I’ve tried to be disciplined about not tagging entries with the same terms as I categorize them, but clearly I sometimes fail. I guess what happens is that I start writing about something, tagging each entry. Eventually I decide that it merits its own category, so I upgrade it. I might go back and remove the tags for malta, gozo, vancouver, travel, video, morocco and marketing to make the thing more useful.
We’re spending the next ten days traveling slowly (via Valetta, Casablanca and Marrakesh) to Essaouira on the Atlantic coast of Morocco. We’ll be mostly offline, but probably checking email occasionally. If you desperately need to get in touch with me, send an SMS to 604.727.5345. Don’t call, because voice calls get redirected via the very-reliable SimulScribe to my email.
I’m starting a regular feature called “Boring Facts About Me”.
Just kidding.
I mean, in a way, the whole site satisfies that description.
I just left money on our stoop for the water man.
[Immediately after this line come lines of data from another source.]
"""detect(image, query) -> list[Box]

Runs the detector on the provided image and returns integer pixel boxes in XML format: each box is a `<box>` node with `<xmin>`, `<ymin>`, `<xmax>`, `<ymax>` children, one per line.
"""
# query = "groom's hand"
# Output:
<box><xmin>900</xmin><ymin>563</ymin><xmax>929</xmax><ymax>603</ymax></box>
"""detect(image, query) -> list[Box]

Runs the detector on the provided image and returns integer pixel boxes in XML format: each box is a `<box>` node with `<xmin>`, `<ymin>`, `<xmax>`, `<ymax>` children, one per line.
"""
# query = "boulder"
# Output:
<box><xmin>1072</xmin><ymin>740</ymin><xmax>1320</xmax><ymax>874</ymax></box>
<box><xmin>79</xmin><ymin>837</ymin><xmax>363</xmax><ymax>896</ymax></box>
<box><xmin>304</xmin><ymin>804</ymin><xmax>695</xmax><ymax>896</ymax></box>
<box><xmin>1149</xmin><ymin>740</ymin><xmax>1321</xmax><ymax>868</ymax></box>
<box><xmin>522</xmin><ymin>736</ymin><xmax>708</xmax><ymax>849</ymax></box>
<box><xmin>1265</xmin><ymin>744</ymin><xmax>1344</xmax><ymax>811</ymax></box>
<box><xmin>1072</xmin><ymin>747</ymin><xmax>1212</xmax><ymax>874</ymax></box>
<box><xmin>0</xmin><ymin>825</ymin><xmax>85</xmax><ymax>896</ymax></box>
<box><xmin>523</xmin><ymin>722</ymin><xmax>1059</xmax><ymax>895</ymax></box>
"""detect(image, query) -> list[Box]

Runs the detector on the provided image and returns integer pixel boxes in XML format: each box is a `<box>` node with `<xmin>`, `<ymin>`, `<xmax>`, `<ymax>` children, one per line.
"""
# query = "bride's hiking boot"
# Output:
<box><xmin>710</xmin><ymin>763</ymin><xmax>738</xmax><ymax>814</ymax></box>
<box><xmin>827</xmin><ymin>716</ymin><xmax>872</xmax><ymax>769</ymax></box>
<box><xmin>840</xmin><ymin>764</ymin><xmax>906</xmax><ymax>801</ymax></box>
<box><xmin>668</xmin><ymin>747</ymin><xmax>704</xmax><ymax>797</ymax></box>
This process amuses me. Each week we put our two empty 19-litre water bottles outside the front door. I leave 3.58 mL (CAN $12.47) in cash under one of the bottles in an envelope. Early the next morning, the water man comes by, collects the empty bottles and money, and leaves two full bottles. No invoices, no online banking. We just pay the guy, and he brings me water.
Anyhow, we drink almost the water each week (oddly, it hasn’t been influenced by the cooler weather). So I figure that’s about 18 litres for me (a couple of litres remain in the ceramic basin). Is 2.5 litres a day a lot?
Ordering bottled water is a bit of a luxury in terms of living green. We tried and couldn’t get used to the taste of the water. I gather most of it is desalinated sea water, and it’s pretty bitter.
Speaking of Maltese Lira, this will be the second time I’ll be living in a country when it switches over to the Euro. We’re going to be Valetta on December 31st, and apparently New Years will be extra exciting due to the change-over. Maybe I’ll be the first Canadian to spend a Euro in Malta?
A couple of months ago, I started the link blog that you see in the sidebar on the left. It’s basically stuff that I find interesting, but isn’t necessarily worth a blog post. It comes from two sources–shared items in Google Reader, and sites I tag in Del.icio.us.
I’m not really sure, but I’d say I post five to ten items a day. I’m enjoying it as a lightweight means of publishing and filing away more stuff. If you’re on the RSS train, you can subscribe to my link blog. If you’re not on the RSS train, here’s how to find the station.
I also wanted to give current link blog subscribers a chance to give any feedback they might have. Too many items? Too few? Too much from a particular source?